About three years ago, I posted an entry to my "old" blog (the one I maintained during my years as an independent DB2 consultant) in which I explained the importance of data clustering in a DB2 environment. A lot of you probably know that an index defined on a table will be used by DB2 to physically sequence that table's rows if it (the index) was created with the CLUSTER attribute (or if, sometime after being created, it was altered to have this attribute). The index with the CLUSTER attribute (and there can be only one such index for a given table) is referred to as the associated table's explicit clustering index (or, more commonly, as just the clustering index). Suppose, however, that none of a table's indexes has the CLUSTER attribute? What then? In that case, the table will have an implicit clustering index. That will be the index that was the first one defined on the table.

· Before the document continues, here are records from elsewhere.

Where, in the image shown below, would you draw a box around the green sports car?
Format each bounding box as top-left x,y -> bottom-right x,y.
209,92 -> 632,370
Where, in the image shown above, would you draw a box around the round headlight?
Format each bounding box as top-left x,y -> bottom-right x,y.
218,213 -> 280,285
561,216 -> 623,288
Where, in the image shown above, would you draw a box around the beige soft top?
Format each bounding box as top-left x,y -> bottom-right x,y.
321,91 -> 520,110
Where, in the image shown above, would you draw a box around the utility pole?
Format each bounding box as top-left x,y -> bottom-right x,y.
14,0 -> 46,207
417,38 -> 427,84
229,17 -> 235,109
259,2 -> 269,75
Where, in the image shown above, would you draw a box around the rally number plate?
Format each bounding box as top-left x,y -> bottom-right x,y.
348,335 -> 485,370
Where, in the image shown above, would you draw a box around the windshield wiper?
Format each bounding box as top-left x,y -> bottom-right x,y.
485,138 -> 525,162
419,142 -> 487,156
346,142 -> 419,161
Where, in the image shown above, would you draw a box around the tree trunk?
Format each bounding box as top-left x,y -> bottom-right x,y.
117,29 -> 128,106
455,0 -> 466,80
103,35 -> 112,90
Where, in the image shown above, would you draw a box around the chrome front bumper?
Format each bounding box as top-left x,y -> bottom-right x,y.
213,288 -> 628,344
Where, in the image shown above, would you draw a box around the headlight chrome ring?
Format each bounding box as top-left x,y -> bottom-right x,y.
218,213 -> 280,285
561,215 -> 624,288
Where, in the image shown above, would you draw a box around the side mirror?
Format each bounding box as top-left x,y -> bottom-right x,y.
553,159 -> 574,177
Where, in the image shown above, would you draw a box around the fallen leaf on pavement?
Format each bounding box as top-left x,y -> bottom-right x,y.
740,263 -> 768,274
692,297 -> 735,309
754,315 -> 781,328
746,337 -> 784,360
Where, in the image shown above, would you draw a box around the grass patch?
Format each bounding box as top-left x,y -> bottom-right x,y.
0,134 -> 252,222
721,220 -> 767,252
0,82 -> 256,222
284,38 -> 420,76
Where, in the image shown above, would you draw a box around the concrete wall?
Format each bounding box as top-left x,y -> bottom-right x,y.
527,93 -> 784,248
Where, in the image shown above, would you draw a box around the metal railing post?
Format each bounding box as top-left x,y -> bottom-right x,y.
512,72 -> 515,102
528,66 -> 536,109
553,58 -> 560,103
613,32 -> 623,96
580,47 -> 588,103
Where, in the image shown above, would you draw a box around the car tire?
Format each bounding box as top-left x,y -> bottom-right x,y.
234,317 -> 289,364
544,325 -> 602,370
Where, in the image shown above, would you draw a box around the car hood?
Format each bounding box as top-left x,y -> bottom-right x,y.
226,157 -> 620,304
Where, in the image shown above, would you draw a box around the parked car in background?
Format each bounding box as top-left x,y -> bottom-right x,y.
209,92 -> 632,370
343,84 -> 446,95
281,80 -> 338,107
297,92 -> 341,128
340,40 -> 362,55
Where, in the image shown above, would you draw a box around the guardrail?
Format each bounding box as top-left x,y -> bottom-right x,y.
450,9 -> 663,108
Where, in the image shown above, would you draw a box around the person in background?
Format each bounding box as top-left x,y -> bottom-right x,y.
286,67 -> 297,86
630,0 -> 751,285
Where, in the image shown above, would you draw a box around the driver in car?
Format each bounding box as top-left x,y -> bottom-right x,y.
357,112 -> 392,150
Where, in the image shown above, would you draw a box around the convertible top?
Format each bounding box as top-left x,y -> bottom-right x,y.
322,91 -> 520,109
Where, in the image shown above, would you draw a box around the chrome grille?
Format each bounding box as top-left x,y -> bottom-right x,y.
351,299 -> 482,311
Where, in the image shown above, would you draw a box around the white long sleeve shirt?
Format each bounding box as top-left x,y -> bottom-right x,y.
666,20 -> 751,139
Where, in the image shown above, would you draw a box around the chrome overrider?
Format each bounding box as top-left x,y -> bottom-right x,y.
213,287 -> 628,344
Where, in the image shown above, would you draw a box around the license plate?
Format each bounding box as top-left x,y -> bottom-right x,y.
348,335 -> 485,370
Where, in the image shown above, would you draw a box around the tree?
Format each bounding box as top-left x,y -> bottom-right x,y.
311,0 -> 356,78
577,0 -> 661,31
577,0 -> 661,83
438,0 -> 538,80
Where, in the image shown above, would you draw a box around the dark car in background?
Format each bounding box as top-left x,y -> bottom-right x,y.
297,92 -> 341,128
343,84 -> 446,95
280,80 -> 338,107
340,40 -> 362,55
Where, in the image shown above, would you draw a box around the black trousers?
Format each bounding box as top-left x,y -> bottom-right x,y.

The effect of an implicit clustering index on DB2 processing is the same as that of an explicit clustering index:
- When a new row is to be added to a table that lacks an explicit clustering index, the target data page for the row (i.e., the page into which it should go if optimal data clustering is to be maintained) will be determined via the table's implicit clustering index.
- When a tablespace is reorganized using the IBM DB2 REORG utility, rows unloaded from the tablespace will be sorted based on the key of the implicit clustering index of the table (or tables) stored in the tablespace.
Given that a table with an index will always have a clustering index, and that an implicit clustering index works as does an explicit clustering index, you might think that defining an explicit clustering index on a table is no big deal. I'd disagree with that assessment, and here's why: relying on the status of an index as the "oldest" one on a table to ensure its use as the table's clustering index (if you go the implicit route) could lead to an unexpected situation if that index were to be accidentally dropped. See, if you re-create the dropped index according to the original DDL (which lacked the CLUSTER attribute), it will no longer be the table's implicit clustering index if there are other indexes defined on the table. Why? Because the re-created index will no longer be the oldest one on the table (it will instead be the newest). One of the other indexes on the table will be the "new oldest" one, and that one will be the table's new implicit clustering index. In my opinion, having an explicit clustering index on each of your tables that has an index is a best practice.
I'll conclude this entry with a look at two interesting (to me, anyway) scenarios. First, consider a situation in which a table's implicit clustering index is altered with the addition of a new column (an extension of ALTER INDEX functionality introduced with DB2 for z/OS Version 8). Will it still be the table's implicit clustering index? Yes. The clustering key may have changed by way of the ALTER INDEX... ADD COLUMN operation, but the index is still the oldest one defined on the table.
Scenario two: suppose that index ABC, the first one created on table XYZ, has the CLUSTER attribute. If an ALTER INDEX statement with a NOT CLUSTER specification is subsequently executed for index ABC, does that mean that the index is no longer the table's clustering index? No, that's not what it means. Until such time as an ALTER INDEX statement with a CLUSTER specification is executed for some other index on table XYZ (or until a new index with the CLUSTER attribute is defined on table XYZ), index ABC will remain the table's clustering index (albeit an implicit clustering index) by way of its status as the oldest index defined on the table.
Take out the guesswork, OK? If you are going to have a clustering index on a table (and remember, you will if there are any indexes on the table), label it as such.